Julie Knyszek was chosen out of 3,500 student employees as the 2010 Student Employee of the Year this month for her work as a Cold Case Homicide Unit Analyst in the Milwaukee Police Department (MPD) as a representative of the Milwaukee County District Attorney’s Office.
A senior in the College of Arts & Sciences, besides telling her fellow employees and friends there will be free cake at the award presentation Knyszek has also found the best thing about her award so far has been making her unit proud.
“The best part has been seeing how proud it makes all the investigators and detectives I work with that I was chosen, that someone from their unit was chosen to be the Student Employee of the Year,” said Knyszek. “It’s not only an honor to me but they also take it as an honor and it’s been really nice to share that with them.”
Knyszek originally started her work in September 2007, and was handpicked in May 2009 to be apart of the newly formed MPD Homicide Task Force-Cold Case Unit with special intensive investigation into recent serial killings in Milwaukee.
Intitially a student investigator assistant, she was promoted in May 2008 as one of three program analysts for the pilot program establishing a Witness Protection Unit in the Milwaukee County District Attorney’s Office.
“Her work as a program analyst was so impressive that she was handpicked to serve as one of our two representatives on the unit,” said David Budde, chief investigator for the Milwaukee District Attorney’s office.
Created to work on the case of multiple unsolved female homicides in the Milwaukee area since 1986, Knyszek helped with a variety of work while in the unit.

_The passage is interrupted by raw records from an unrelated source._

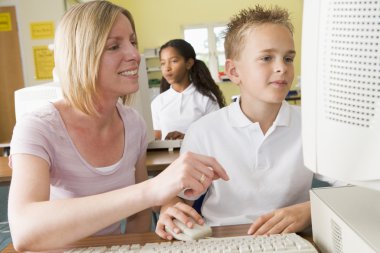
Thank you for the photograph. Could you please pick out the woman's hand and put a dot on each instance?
(179, 211)
(289, 219)
(191, 173)
(175, 135)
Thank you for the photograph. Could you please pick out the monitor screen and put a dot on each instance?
(340, 77)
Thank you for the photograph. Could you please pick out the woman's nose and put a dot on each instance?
(131, 53)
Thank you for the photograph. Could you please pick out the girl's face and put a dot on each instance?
(174, 68)
(119, 63)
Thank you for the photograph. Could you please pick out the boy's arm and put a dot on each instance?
(289, 219)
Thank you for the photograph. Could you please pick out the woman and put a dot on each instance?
(79, 163)
(188, 91)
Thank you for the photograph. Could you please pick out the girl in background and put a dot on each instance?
(64, 185)
(188, 91)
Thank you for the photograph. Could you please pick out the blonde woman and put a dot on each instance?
(79, 163)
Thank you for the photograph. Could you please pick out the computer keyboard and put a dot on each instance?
(284, 243)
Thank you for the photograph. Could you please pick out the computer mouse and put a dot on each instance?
(189, 234)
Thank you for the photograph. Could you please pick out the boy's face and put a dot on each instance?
(265, 69)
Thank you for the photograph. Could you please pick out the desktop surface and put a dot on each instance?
(142, 238)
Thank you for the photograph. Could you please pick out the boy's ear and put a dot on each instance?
(189, 63)
(231, 71)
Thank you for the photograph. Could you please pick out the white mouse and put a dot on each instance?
(189, 234)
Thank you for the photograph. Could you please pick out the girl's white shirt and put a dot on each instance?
(176, 111)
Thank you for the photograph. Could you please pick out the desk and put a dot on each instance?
(143, 238)
(156, 161)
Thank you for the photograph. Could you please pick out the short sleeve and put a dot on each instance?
(31, 136)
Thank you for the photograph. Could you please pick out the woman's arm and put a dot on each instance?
(140, 222)
(38, 224)
(157, 134)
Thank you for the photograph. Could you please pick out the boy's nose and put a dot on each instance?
(280, 67)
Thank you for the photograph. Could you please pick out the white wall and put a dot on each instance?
(28, 11)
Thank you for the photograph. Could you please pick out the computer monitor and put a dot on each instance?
(30, 98)
(340, 76)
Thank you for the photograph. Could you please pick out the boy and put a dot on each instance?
(257, 139)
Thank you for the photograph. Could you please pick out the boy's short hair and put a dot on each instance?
(240, 24)
(79, 43)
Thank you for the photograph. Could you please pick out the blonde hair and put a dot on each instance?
(239, 26)
(79, 43)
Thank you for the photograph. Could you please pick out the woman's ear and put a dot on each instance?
(231, 71)
(189, 63)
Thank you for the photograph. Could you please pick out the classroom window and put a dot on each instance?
(208, 42)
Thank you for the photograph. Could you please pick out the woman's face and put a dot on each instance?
(119, 63)
(174, 68)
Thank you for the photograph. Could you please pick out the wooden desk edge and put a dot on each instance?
(142, 238)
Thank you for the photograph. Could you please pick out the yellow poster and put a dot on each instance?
(5, 22)
(43, 62)
(42, 30)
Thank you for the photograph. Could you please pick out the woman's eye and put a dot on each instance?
(113, 47)
(289, 59)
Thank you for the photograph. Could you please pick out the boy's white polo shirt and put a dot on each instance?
(266, 172)
(175, 111)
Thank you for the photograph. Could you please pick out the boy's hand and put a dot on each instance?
(289, 219)
(179, 211)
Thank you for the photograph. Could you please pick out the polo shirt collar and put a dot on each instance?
(238, 118)
(189, 90)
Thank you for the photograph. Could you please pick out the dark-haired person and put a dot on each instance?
(79, 163)
(188, 91)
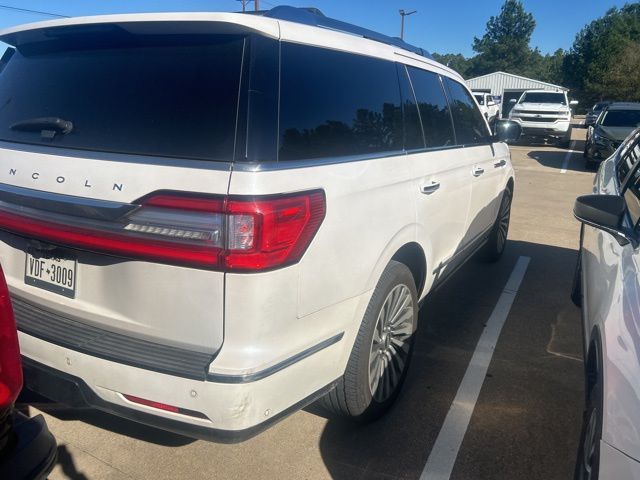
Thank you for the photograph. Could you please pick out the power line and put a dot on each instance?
(37, 12)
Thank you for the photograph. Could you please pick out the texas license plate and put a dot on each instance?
(51, 272)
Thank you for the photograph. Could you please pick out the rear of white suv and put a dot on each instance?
(209, 220)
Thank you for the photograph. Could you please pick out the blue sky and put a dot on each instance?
(438, 26)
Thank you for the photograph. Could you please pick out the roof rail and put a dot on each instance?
(313, 16)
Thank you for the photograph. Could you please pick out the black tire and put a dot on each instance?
(576, 289)
(588, 459)
(353, 396)
(497, 241)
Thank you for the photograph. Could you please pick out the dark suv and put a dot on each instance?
(615, 123)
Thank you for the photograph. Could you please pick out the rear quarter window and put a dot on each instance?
(433, 107)
(335, 104)
(469, 123)
(169, 95)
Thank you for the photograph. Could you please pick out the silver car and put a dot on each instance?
(607, 286)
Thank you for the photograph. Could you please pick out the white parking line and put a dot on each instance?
(567, 157)
(445, 451)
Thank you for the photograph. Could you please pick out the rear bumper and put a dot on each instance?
(75, 393)
(223, 410)
(34, 452)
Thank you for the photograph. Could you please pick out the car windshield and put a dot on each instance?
(621, 118)
(544, 97)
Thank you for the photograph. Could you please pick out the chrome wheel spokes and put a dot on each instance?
(503, 221)
(390, 344)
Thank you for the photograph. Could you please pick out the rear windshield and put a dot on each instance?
(174, 96)
(544, 97)
(621, 118)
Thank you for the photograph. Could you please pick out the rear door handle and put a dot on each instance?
(429, 189)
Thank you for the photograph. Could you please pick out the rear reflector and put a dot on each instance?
(221, 233)
(163, 406)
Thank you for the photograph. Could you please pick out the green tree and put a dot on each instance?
(597, 66)
(505, 44)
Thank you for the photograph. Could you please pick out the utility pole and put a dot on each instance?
(402, 15)
(244, 5)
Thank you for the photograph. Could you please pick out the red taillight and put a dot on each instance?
(222, 233)
(10, 365)
(267, 233)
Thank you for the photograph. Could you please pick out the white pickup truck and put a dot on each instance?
(544, 113)
(488, 106)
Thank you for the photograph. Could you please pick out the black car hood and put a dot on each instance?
(617, 134)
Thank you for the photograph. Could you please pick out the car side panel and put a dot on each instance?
(612, 303)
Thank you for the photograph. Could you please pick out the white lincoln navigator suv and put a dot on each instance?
(208, 220)
(544, 113)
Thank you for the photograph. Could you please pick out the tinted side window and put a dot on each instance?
(334, 104)
(469, 123)
(630, 154)
(632, 197)
(434, 111)
(413, 136)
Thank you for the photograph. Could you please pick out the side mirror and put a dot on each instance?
(507, 131)
(605, 212)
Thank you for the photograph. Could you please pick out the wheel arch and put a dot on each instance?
(412, 255)
(404, 248)
(593, 361)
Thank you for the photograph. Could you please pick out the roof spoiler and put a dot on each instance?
(314, 17)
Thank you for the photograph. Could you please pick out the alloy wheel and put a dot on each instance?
(503, 222)
(390, 344)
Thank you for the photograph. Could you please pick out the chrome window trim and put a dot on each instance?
(116, 157)
(322, 161)
(27, 198)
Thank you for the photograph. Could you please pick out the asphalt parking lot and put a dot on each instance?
(524, 424)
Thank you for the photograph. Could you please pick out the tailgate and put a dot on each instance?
(115, 141)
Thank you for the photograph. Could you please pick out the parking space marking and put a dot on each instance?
(567, 157)
(445, 450)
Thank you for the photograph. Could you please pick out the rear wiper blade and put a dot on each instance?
(48, 126)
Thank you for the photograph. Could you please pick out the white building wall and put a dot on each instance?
(499, 82)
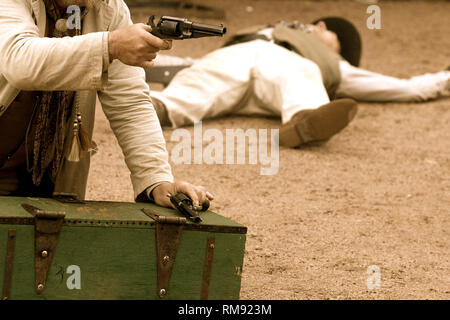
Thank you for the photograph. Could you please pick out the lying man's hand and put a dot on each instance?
(198, 194)
(135, 45)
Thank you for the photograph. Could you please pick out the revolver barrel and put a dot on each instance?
(180, 28)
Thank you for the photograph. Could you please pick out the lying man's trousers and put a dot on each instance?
(262, 78)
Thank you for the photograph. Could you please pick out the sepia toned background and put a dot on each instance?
(376, 194)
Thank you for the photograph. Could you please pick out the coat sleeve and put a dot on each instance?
(30, 62)
(127, 105)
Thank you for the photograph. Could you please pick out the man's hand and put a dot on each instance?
(198, 194)
(135, 46)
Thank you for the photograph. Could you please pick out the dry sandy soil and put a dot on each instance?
(376, 194)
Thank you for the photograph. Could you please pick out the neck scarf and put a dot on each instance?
(53, 111)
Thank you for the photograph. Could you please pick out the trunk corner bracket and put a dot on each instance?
(47, 226)
(168, 234)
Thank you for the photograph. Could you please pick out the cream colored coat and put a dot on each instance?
(28, 61)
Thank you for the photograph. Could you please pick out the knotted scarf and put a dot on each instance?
(53, 110)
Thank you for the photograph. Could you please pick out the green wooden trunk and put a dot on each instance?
(51, 249)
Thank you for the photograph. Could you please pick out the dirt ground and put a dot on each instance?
(376, 194)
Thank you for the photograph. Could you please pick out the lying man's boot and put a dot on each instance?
(314, 125)
(161, 111)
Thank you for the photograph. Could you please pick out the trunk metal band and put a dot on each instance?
(9, 265)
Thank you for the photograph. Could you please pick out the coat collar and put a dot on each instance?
(102, 18)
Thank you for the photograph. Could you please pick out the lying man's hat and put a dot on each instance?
(348, 36)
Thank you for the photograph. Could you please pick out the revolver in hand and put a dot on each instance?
(179, 28)
(185, 206)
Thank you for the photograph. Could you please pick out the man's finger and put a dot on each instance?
(146, 27)
(192, 194)
(201, 195)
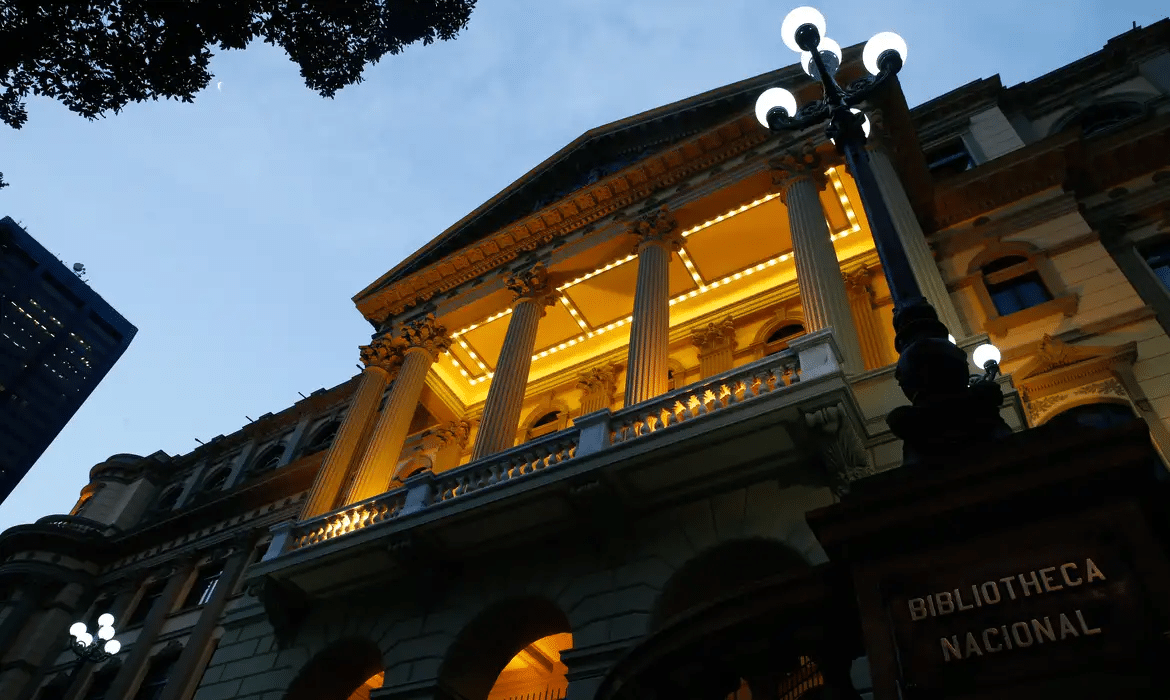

She helped sift through over 700 names in nine homicide files, researched over 15,000 sexual assault investigations from the last 23 years, reviewed nearly 6000 prostitution-related investigations and arrests, looked over 2000 arrests over a 15-year period in the geographic areas where the bodies were discovered, questioned over 1000 names through the Wisconsin Department of Corrections, and searched the state DNA databank of 125,000 people and the national DNA databank of 6,000,000 people.
With her help the serial killings were eventually linked to a suspect, Walter Ellis, who was arrested in September, 2009, and charged with seven counts of homicide.
Asked to stay on the unit, she worked on at least four additional cold case homicides in which leads were eventually developed and criminal charges were issued.
From search warrants to autopsys, watching interrogations to touring the crime lab, and working on high profile cases, and getting subpoenas to testify in court, Knyszek has found her work to be quite exciting.
“I think the most exciting part overall is just knowing that each day I go into work what I do truly matters and has an effect on some part of a criminal investigation or could even affect some other person’s life,” said Knyszek.
As a whole Knyszek’s work has been praised by the Attorney General of Wisconsin, the Milwaukee County Executive and the District Attorney. With this achievement she becomes the first student from the District Attorney’s office to ever win Student Employee of the Year.
“She is the finest work-study student to have worked for the Milwaukee County District Attorney’s Office in the past decade – out of a pool of well over 125 students,” said Budde. “This is an unprecedented assignment for a work-study student – never in the history of our office’s association with Marquette University has something like this been done.”
Still ecstatic about her award, Knyszek remembers the day she found out like it was yesterday.
“Everywhere I went everyone was congratulating me and telling me how happy they were for me,” said Knyszek.
“It served to further confirm the feeling of community I have within both the District Attorney’s office and MPD, particularly with everyone being truly happy for my accomplishment and thanking me for the work I have done for them.” Knyszek will stay with the unit until she graduates in May 2010.